Osman Mirgani
Şarku'l Avsat'ın eski editörü
TT

"Sunak anı" ne anlama geliyor?

Yeni İngiltere Başbakanı Rishi Sunak'ın adını Rashi Sanuk şeklinde telaffuz ederek yaptığı bariz hatadan bağımsız olarak, ABD Başkanı Joe Biden, Muhafazakar Parti’nin etnik bir azınlıktan, başka bir deyişle beyaz olmayan Hint kökenli bir politikacıyı İngiltere’deki en yüksek siyasi makamı üstlenmesi için seçtiğini duyduğunda gösterdiği hayretle karışık sevinçle pek çok kişinin duygularına tercüman oldu. Biden bu adımı "şaşırtıcı, dönüm noktası ve önemli" olarak nitelendirdi ve kesinlikle abartmıyordu.
Zira daha birkaç on yıl önce Muhafazakar Parti içindeki aşırı sağcı bazı kutuplar ancak ırkçı olarak tanımlanabilecek görüşlere sahipti. Mesela göçmen sayısındaki artış konusunda uyarıda bulunduğu 1968'deki “Kan Irmakları” konuşmasıyla büyük tartışma yaratan milletvekili ve bakan Enoch Powell bunlardan biriydi. Konuşmasında göçmenlerin sayısının artmasından şikayet ederek “15 ya da 20 yıl içinde güç, beyaz adamdan siyah adamın eline geçeceği" için çocuklarıyla birlikte ülkeyi terk etmek istediğini söyleyen seçim bölgesinin bir sakini ile arasında geçtiğini söylediği bir diyalogu aktarmıştı.

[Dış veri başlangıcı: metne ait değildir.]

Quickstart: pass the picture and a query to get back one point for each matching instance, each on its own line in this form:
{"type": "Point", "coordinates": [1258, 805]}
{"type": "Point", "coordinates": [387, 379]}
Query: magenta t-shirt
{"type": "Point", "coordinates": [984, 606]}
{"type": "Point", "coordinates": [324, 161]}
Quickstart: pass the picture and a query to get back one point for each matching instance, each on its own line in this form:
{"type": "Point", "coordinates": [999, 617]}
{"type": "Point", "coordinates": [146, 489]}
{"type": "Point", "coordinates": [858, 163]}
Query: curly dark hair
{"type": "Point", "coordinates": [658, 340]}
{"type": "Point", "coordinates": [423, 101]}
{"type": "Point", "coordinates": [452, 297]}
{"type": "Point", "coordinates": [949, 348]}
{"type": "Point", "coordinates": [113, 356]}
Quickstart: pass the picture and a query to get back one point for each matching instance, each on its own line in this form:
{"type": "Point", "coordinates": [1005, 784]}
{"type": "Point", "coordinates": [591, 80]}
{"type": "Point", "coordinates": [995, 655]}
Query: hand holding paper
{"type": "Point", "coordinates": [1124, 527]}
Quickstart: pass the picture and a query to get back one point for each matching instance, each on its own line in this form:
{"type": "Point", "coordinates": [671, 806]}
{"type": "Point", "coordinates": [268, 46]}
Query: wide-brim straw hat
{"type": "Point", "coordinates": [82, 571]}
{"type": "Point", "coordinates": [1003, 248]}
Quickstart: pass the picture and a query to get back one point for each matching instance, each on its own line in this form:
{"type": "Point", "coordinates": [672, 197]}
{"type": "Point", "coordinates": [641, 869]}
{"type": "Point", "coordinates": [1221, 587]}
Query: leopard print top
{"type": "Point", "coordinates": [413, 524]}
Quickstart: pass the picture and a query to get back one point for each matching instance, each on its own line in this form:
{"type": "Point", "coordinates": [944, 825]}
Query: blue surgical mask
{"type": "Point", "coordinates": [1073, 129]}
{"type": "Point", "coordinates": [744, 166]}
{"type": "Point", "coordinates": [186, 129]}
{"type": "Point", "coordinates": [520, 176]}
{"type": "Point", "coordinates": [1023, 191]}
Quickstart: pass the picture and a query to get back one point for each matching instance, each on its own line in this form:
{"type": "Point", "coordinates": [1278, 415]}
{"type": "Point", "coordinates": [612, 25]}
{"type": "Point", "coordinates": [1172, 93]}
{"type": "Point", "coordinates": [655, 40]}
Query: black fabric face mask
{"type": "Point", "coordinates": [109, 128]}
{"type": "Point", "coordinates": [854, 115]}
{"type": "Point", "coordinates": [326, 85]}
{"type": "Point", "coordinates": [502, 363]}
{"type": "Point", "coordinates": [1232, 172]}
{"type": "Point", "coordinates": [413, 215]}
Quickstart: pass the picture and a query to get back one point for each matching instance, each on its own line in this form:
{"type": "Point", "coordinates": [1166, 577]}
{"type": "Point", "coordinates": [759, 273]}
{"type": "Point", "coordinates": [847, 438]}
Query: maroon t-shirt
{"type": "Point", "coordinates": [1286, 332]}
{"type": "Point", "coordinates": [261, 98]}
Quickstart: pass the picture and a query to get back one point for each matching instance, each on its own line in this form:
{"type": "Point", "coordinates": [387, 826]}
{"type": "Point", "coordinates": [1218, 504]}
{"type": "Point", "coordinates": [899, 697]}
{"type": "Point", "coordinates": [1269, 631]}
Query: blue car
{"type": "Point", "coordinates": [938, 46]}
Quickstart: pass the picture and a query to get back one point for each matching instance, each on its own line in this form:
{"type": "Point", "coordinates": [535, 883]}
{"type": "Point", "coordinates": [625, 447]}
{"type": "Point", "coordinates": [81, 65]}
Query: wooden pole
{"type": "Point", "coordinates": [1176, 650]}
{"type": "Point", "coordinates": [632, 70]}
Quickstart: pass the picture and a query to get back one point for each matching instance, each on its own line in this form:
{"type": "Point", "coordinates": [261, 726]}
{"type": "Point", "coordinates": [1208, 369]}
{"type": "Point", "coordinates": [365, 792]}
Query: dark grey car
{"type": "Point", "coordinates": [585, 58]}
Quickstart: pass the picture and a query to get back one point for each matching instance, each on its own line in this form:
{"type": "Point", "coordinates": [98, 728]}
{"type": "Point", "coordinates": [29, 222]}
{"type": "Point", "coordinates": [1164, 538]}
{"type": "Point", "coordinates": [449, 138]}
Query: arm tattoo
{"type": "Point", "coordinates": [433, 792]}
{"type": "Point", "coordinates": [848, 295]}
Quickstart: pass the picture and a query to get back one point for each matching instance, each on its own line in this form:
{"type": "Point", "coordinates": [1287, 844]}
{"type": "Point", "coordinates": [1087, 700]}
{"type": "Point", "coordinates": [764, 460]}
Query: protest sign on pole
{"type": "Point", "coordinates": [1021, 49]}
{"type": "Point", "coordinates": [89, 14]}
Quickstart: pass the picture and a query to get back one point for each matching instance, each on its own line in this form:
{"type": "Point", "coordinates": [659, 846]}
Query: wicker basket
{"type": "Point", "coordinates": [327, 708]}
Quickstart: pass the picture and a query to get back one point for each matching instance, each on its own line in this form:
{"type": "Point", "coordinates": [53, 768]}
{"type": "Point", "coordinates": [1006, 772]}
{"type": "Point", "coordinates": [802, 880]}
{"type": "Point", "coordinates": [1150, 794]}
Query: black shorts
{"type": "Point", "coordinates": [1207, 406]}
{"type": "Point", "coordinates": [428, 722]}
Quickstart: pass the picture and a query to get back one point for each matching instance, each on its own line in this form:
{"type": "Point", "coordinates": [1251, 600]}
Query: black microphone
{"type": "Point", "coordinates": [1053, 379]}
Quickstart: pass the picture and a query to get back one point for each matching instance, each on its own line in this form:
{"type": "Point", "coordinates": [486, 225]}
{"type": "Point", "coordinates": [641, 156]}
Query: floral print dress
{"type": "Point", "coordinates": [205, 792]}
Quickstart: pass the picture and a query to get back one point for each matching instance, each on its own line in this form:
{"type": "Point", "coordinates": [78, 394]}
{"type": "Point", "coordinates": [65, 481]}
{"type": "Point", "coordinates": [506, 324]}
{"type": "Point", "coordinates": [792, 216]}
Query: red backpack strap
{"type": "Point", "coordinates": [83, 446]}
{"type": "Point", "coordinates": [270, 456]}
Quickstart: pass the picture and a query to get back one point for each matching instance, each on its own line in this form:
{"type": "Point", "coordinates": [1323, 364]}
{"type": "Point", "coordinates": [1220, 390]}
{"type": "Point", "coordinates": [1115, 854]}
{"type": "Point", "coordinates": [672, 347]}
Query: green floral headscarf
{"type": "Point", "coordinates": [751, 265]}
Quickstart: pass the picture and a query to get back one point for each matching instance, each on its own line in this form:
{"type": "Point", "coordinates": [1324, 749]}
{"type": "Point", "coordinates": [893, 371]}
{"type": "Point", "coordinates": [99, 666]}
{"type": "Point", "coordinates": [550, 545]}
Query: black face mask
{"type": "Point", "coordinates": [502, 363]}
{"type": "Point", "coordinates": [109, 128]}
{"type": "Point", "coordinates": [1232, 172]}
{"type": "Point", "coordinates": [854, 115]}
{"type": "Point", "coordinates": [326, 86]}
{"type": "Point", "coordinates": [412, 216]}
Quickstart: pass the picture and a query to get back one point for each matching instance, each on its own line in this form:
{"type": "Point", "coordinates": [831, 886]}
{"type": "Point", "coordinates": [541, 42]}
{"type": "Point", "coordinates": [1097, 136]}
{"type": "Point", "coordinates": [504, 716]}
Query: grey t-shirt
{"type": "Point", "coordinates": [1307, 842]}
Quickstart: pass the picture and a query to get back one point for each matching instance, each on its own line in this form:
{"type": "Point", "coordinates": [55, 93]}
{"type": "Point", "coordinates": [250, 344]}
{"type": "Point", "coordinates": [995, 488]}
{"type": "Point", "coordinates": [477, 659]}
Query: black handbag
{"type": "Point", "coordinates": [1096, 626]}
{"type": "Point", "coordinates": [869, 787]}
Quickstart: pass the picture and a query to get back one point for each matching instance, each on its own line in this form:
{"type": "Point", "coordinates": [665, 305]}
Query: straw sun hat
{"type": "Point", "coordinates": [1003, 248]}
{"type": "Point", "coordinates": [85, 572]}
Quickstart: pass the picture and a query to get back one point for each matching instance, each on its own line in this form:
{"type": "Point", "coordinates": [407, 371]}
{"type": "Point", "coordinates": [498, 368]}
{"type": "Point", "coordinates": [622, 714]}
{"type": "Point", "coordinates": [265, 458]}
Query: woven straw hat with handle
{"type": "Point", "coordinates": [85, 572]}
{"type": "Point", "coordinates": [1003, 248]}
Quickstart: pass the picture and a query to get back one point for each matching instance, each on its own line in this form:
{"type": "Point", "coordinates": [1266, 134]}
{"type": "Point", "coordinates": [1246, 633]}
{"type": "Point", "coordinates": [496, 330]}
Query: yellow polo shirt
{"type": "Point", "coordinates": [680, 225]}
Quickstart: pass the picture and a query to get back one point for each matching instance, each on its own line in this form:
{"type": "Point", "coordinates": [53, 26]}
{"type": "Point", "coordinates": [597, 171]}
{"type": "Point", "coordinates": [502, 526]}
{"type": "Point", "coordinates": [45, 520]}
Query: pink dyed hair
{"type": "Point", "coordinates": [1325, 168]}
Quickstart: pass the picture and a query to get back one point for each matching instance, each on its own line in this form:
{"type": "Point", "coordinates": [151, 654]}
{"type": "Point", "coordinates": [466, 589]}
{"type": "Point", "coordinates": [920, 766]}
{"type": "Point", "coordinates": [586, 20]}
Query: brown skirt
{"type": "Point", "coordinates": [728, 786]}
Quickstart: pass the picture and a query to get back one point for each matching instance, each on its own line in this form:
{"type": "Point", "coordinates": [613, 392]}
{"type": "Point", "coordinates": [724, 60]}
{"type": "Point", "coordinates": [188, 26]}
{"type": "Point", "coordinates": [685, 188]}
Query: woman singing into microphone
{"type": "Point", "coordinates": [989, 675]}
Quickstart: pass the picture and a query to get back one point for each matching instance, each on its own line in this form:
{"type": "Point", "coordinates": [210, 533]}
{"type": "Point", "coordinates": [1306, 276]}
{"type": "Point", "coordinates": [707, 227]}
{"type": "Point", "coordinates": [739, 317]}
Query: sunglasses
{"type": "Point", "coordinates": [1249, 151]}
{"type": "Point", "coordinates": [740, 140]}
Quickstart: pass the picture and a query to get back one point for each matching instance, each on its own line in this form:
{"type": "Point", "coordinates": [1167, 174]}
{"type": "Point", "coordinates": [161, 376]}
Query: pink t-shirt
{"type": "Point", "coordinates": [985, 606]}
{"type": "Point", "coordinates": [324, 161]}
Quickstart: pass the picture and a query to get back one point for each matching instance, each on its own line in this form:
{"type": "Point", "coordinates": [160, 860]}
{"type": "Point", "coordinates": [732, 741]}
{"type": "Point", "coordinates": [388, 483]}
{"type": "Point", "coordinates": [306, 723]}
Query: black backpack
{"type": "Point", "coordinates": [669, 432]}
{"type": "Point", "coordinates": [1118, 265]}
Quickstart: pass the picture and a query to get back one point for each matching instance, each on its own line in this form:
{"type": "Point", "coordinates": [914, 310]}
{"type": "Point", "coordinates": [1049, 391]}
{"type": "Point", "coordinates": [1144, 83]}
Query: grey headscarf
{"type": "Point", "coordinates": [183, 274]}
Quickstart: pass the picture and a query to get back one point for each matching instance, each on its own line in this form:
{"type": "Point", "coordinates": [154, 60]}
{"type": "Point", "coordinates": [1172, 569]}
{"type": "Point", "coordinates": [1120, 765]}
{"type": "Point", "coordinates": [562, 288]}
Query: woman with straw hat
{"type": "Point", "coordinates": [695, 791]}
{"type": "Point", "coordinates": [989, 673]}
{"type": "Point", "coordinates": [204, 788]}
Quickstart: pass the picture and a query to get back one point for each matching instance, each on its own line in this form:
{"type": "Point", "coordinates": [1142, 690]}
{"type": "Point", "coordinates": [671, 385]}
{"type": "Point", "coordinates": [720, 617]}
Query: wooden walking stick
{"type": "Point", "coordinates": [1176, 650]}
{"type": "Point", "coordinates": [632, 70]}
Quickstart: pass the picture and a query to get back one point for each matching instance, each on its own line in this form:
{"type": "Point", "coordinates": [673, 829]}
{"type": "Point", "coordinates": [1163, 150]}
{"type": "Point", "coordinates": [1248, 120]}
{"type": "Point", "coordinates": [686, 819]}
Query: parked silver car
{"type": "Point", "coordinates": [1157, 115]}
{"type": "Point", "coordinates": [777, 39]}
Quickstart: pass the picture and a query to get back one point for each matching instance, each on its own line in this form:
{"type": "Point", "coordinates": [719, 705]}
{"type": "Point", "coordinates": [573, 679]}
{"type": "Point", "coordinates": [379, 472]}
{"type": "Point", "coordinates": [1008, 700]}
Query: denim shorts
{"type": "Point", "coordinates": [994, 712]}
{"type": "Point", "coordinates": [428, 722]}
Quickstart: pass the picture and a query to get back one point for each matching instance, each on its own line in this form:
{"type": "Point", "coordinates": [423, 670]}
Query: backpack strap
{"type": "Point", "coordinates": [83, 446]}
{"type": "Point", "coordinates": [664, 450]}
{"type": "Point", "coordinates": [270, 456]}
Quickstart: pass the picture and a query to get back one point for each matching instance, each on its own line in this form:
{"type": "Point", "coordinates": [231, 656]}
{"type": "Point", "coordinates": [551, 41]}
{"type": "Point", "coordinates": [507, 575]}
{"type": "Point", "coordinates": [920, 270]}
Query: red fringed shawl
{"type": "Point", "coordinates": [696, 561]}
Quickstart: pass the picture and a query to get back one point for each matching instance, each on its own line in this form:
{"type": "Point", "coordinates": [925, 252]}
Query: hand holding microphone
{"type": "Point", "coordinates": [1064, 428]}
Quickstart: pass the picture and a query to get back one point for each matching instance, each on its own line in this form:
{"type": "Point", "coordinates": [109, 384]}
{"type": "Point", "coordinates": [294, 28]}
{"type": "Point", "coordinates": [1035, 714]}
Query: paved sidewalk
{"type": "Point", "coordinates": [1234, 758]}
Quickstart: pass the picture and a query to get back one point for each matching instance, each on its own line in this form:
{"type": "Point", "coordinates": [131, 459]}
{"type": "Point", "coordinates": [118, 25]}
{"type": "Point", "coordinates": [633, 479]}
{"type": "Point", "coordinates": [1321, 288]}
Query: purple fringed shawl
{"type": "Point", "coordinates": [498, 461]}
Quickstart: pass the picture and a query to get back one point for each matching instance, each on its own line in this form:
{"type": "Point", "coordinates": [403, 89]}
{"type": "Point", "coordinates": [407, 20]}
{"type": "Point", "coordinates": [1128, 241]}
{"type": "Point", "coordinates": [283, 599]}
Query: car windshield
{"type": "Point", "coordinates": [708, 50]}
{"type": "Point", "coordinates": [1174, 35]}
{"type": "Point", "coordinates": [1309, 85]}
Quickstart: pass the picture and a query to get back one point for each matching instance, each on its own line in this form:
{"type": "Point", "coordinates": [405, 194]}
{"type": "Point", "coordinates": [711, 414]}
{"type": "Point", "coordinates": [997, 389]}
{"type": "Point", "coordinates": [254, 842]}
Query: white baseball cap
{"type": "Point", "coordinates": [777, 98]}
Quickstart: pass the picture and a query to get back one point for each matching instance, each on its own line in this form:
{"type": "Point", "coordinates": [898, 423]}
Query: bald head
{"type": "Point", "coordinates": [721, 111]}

Powell, konuşması nedeniyle geniş çaplı eleştirilere maruz kaldığında, partisinin birçok milletvekilinin ve halkın birçoğunun bu fikri paylaştığını, ancak açıkça dillendirmedikleri yanıtını verdi. Aylar sonra yaptığı başka bir konuşmasında "Siyah ya da Asyalı bir insan İngiltere'de doğduğu için İngiliz olmaz" diyerek kendisini savundu.
Muhafazakar Parti'deki bu eğilimin bir başka örneği, 1990'da göçmenlerin sadakatini belirlemek için mecazen "kriket testi" olarak bilinen şeyi başlatan Margaret Thatcher'a yakın bir milletvekili ve bakan olan Norman Tebbit'ti. Tebbit bir röportajında, İngiltere’nin Asya ve Karayip kökenli sakinlerinin büyük bir bölümünün İngiliz milli takımına karşı asıl ülkelerinin milli takımlarının tarafını tuttuklarından kriket testini geçemediklerini söylemişti.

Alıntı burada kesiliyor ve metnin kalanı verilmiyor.